Nora, I really appreciate you articulating this so clearly. This connection between unresolved trauma and choosing abusive political leaders has been percolating in my mind for months. I can't help but feel that the genocide being perpetrated on the people of Gaza is reenacting the unresolved trauma of the Holocaust, though I don't have the courage to say so publicly.

On a microcosmic level, this dynamic you're describing played out within my very own family this election. My mother intended to vote for Trump, despite my son and I explicitly informing her how a trump presidency could directly harm my son. It took me a while to parse out the various levels of betrayal I felt, and at the bottom was this: she threw me and my son under the bus for Trump exactly the way she and my grandmother threw me under the bus by choosing my grandfather as a babysitter that fateful day when I was ten years old. It was the only time in my life he was alone with me, and I still bear the scars. To leave your ten year old daughter in the care of the same man who used to chase your own mother around the kitchen with a butcher knife while she screamed takes a mega dose of denial.

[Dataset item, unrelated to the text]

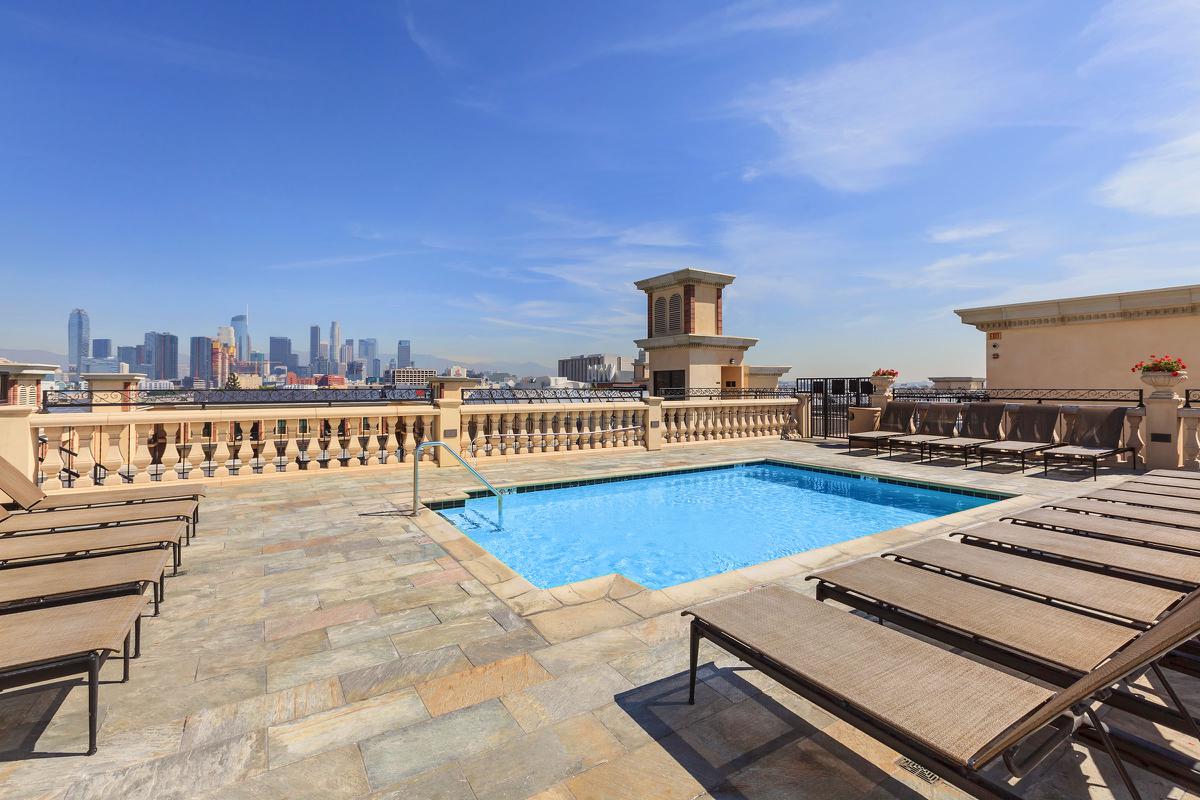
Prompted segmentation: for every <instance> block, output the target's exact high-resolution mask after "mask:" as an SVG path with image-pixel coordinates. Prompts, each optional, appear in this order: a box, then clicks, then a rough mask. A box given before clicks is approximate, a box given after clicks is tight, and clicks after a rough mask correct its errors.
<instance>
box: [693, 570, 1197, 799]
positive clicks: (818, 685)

She knew he was a monster, just like she knows Trump is a monster. But the little girl inside of her is so desperate for daddy's love that she never received and deep down hopes that if she's just loyal enough, long enough, he will become the father she needed and wanted him to be. That little girl's loyalty has been projected onto Trump, and she threw her only living descendants under the bus for him.

I dont know how we as nation, as humanity, begin to heal this pattern collectively, but I'm committed to my own healing. As they say, let it begin with me. For now, let us all hold each other close and stand against the storm. Sending you tons of love this morning, my friend.